Sec.  25.58  New and superseding formulas.

    (a) New formulas. Except as otherwise provided in paragraph (b) of 
this section, you must file a new formula (with a new formula number) 
for approval by TTB if you--
    (1) Create an entirely new fermented product that requires a 
formula;
    (2) Add new ingredients to an existing formulation;
    (3) Delete ingredients from an existing formulation;
    (4) Change the quantity of an ingredient used from the quantity or 
range of usage in an approved formula;
    (5) Change an approved processing, filtration, or other special 
method of manufacture that requires the filing of a formula; or
    (6) Change the contribution of alcohol from flavors or ingredients 
that contain alcohol.
    (b) Superseding formulas. You may file a superseding formula, 
instead of a new formula, if you have made any change listed in 
paragraphs (a)(2) through (a)(6) of this section and that change is not 
of a type that would require a holder of a certificate of label 
approval to file a new application for label approval on TTB Form 
5100.31.
    (1) A superseding formula replaces an existing formula, and you 
should file one only if you do not intend to use the existing formula 
any more. A superseding formula must be filed with TTB for approval. 
When TTB approves a superseding formula, TTB will cancel your previous 
formula.
    (2) You may use the same formula number for a superseding formula 
that you used for the formula the superseding formula replaces, but you 
must annotate the formula number to indicate it is a superseding 
formula number. (For example, ``Formula 2, superseding.'')
    (c) When you file a new or superseding formula with TTB, you must 
follow the procedures and other requirements of Sec. Sec.  25.56 and 
25.57.


Sec.  25.62  [Amended]

0
12. We amend Sec.  25.62 by removing and reserving paragraph (a)(7).

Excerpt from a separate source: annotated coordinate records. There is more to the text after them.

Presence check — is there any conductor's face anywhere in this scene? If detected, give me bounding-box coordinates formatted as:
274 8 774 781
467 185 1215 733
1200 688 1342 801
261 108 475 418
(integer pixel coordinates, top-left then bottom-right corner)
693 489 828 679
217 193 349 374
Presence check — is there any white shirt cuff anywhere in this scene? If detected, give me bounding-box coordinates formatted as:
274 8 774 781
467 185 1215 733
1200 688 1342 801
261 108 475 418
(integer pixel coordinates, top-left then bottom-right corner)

Sec.  25.67  [Removed and Reserved]

0
13. We amend Subpart G by removing and reserving Sec.  25.67.


Sec.  25.76  [Removed and Reserved]

0
14. We amend Subpart G by removing and reserving Sec.  25.76.

    Signed: August 6, 2004.
Arthur J. Libertucci,
Administrator.
    Approved: December 22, 2004.
Timothy E. Skud,
Deputy Assistant Secretary (Tax, Trade, and Tariff Policy).